Opinioni & Commenti

Commemorazione Defunti, la pietra ribaltata

di Giorgio Mazzanti

Capitare davanti ad una delle tombe dei primi cristiani e trovarvi scritto «Oggi è nato al cielo» genera un effetto straniante e sorprendente per noi, che passiamo tra i dolorosi annunci di morte e le infinite corsie dei nuovi cimiteri, ignorando che la parola stessa di cimitero indica uno stato di attesa: un tempo di sonno, uno spazio di dormienti.

Ignari anche del fatto che se si custodiscono i resti e le ceneri dei cari estinti non è per scaramanzia o per semplice rispetto del cadavere, ma per una inespressa speranza di ricongiungimento, per proseguire un amore o rimediare a un amore inespresso e fallito. Mossi da nostalgia o rammarico, da rimorso o segreta speranza, custodiamo la memoria di chi ci ha preceduto – per dove? –, dei trapassati – andati dove, e attraverso quale passaggio? Con in cuore anche un senso di colpa e con interrogativi lancinanti e inquietanti: ma delle vittime, delle sterminate migliaia di vittime, che ne è? Chi risarcirà l’ammasso di dolore dei perseguitati, degli oppressi, dei massacrati in massa, o tra le segrete pareti di casa? Chi ripagherà le lacrime loro e dei loro congiunti? A chi griderà il silenzio della pena, l’urlo della tortura, la ferocia delle stragi? Basterà una lapide eretta? Basterà una richiesta di perdono? Sarà sufficiente riabilitare la memoria degli estinti?

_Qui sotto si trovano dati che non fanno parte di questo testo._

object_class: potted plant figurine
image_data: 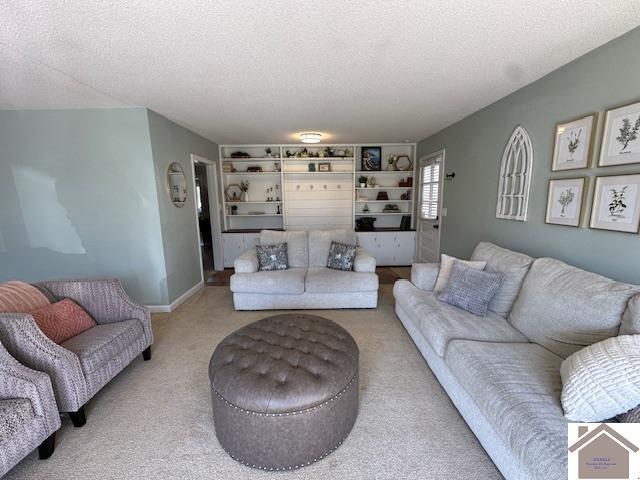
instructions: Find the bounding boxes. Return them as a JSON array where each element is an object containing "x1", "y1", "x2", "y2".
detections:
[{"x1": 240, "y1": 180, "x2": 249, "y2": 202}]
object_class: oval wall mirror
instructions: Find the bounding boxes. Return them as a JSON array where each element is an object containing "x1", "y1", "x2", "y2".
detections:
[{"x1": 167, "y1": 162, "x2": 187, "y2": 208}]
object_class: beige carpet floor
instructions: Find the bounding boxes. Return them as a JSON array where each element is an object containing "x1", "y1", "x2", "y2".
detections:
[{"x1": 6, "y1": 285, "x2": 501, "y2": 480}]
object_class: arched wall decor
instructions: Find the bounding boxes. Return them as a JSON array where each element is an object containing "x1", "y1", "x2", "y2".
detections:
[{"x1": 496, "y1": 126, "x2": 533, "y2": 222}]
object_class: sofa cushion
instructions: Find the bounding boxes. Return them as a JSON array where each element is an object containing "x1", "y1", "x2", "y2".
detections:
[
  {"x1": 309, "y1": 229, "x2": 358, "y2": 267},
  {"x1": 560, "y1": 335, "x2": 640, "y2": 422},
  {"x1": 231, "y1": 268, "x2": 307, "y2": 295},
  {"x1": 62, "y1": 320, "x2": 144, "y2": 375},
  {"x1": 393, "y1": 280, "x2": 528, "y2": 357},
  {"x1": 31, "y1": 298, "x2": 96, "y2": 344},
  {"x1": 304, "y1": 267, "x2": 378, "y2": 293},
  {"x1": 435, "y1": 260, "x2": 504, "y2": 317},
  {"x1": 260, "y1": 230, "x2": 309, "y2": 268},
  {"x1": 618, "y1": 294, "x2": 640, "y2": 335},
  {"x1": 445, "y1": 340, "x2": 567, "y2": 479},
  {"x1": 0, "y1": 398, "x2": 35, "y2": 449},
  {"x1": 471, "y1": 242, "x2": 533, "y2": 318},
  {"x1": 0, "y1": 280, "x2": 51, "y2": 313},
  {"x1": 509, "y1": 258, "x2": 640, "y2": 358}
]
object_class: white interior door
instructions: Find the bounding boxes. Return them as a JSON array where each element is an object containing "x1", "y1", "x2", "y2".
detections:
[{"x1": 417, "y1": 150, "x2": 444, "y2": 262}]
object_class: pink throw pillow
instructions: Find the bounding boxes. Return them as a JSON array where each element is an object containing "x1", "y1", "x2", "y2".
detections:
[{"x1": 31, "y1": 298, "x2": 96, "y2": 344}]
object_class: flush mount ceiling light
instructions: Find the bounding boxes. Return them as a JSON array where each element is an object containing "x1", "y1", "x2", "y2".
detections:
[{"x1": 300, "y1": 132, "x2": 322, "y2": 143}]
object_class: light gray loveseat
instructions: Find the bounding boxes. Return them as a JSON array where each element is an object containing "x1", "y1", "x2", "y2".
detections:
[
  {"x1": 394, "y1": 243, "x2": 640, "y2": 480},
  {"x1": 0, "y1": 279, "x2": 153, "y2": 427},
  {"x1": 231, "y1": 229, "x2": 378, "y2": 310}
]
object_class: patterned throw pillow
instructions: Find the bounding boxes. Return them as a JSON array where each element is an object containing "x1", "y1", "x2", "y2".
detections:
[
  {"x1": 327, "y1": 242, "x2": 356, "y2": 271},
  {"x1": 438, "y1": 260, "x2": 504, "y2": 317},
  {"x1": 31, "y1": 298, "x2": 96, "y2": 344},
  {"x1": 433, "y1": 253, "x2": 487, "y2": 294},
  {"x1": 256, "y1": 242, "x2": 289, "y2": 271},
  {"x1": 0, "y1": 280, "x2": 51, "y2": 313}
]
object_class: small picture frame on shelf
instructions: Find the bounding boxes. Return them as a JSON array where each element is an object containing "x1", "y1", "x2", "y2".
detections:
[
  {"x1": 598, "y1": 102, "x2": 640, "y2": 167},
  {"x1": 551, "y1": 113, "x2": 597, "y2": 172},
  {"x1": 545, "y1": 177, "x2": 587, "y2": 227},
  {"x1": 589, "y1": 174, "x2": 640, "y2": 233},
  {"x1": 361, "y1": 147, "x2": 382, "y2": 172}
]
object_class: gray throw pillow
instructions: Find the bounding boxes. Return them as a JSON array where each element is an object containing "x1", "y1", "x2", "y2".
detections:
[
  {"x1": 438, "y1": 260, "x2": 504, "y2": 317},
  {"x1": 327, "y1": 242, "x2": 356, "y2": 271},
  {"x1": 256, "y1": 243, "x2": 289, "y2": 271}
]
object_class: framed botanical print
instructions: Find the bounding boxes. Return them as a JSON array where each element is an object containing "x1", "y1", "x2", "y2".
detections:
[
  {"x1": 598, "y1": 102, "x2": 640, "y2": 167},
  {"x1": 551, "y1": 113, "x2": 597, "y2": 172},
  {"x1": 590, "y1": 174, "x2": 640, "y2": 233},
  {"x1": 362, "y1": 147, "x2": 382, "y2": 171},
  {"x1": 545, "y1": 177, "x2": 588, "y2": 227}
]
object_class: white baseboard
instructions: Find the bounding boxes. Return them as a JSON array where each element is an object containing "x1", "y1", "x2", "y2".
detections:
[{"x1": 147, "y1": 281, "x2": 204, "y2": 313}]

E se la morte deponesse in un nulla infinito? Se portasse alla pura e totale nichilità, alla sparizione assoluta di tutto e di tutti?

E se la vita umana – con i suoi desideri e conati di immortalità e con i suoi amori sognati eterni – fosse solo un labirinto senza uscita, senza possibilità di involo verso l’alto? E se la tomba fosse l’immagine vera dell’umana avventura?

Eppure, una pietra messa a sigillo d’una tomba è stata ribaltata, ed è divenuta pedana di Vita che più non muore. Eppure, il palo della tortura è divenuto albero di Vita, conficcato fin dentro il chiuso labirinto dell’Ade, dell’abisso di morte, per farlo esplodere di Vita offerta a tutti i dormienti (cimitero!), per tramutare in canto il pianto, per trasformare in perle le infinite lacrime versate.

Il Cristo è risorto dai morti per più non morire. Lo ha fatto in sé ma vivendolo per tutti e ponendolo per sempre. E si porta addosso le piaghe del martirio e della crocifissione per dire che ogni pena verrà trasmutata, trasumanata in motivo di gloria e in occasione di un amore ancora più fondo.

Perché il Cristo risorto è quello che, uscendo dal sepolcro, si mostra agli amici, e che cuoce del pesce sulla brace del fuoco della resurrezione dai morti, del trionfo definitivo della Vita. Perché proprio attraverso la morte Egli ha vinto la morte, proprio morendo d’amore e per amore ha stabilito nuovi ed eterni legami. La Comunione dei santi, di quelli che si lasciano raggiungere dalla luce di Dio, dal suo amore risorgente. Perché Lui è il Dio dei vivi. Perché se Cristo muore lo fa solo per portare e trovare più vita nei cuori smorti dell’uomo, per ricreare legami più forti della morte, più saldi di ogni rottura. Così il camminare tra i dormienti ci ricorda la pietra ribaltata del Cristo, ci ricorda la sua offerta di vita. Ci richiama ad un amore vero e feriale, ci riporta a un affetto autentico. Perché solo l’amore vissuto dà il sapore della vita, la gioia dei legami, e la certa speranza che nulla è perduto. Perché Lui tutto ha salvato, vincendo la morte. Il ricordo della morte e dei morti finisce per coincidere con il fare Memoria di Lui il Risorto dai morti e di quanti, tutti, muoiono e risorgono in Lui.

Questa memoria regge la pena del giorno, la fatica del vivere, e sorregge la certezza che Lui dirà ad ogni uomo: Oggi sarai con me in Paradiso; e con quelli che già Io ho portato con me e che vivono con me.

Nella luce eterna, quella che preghiamo per tutti, nella pace sconfinata in cui confidiamo per tutti.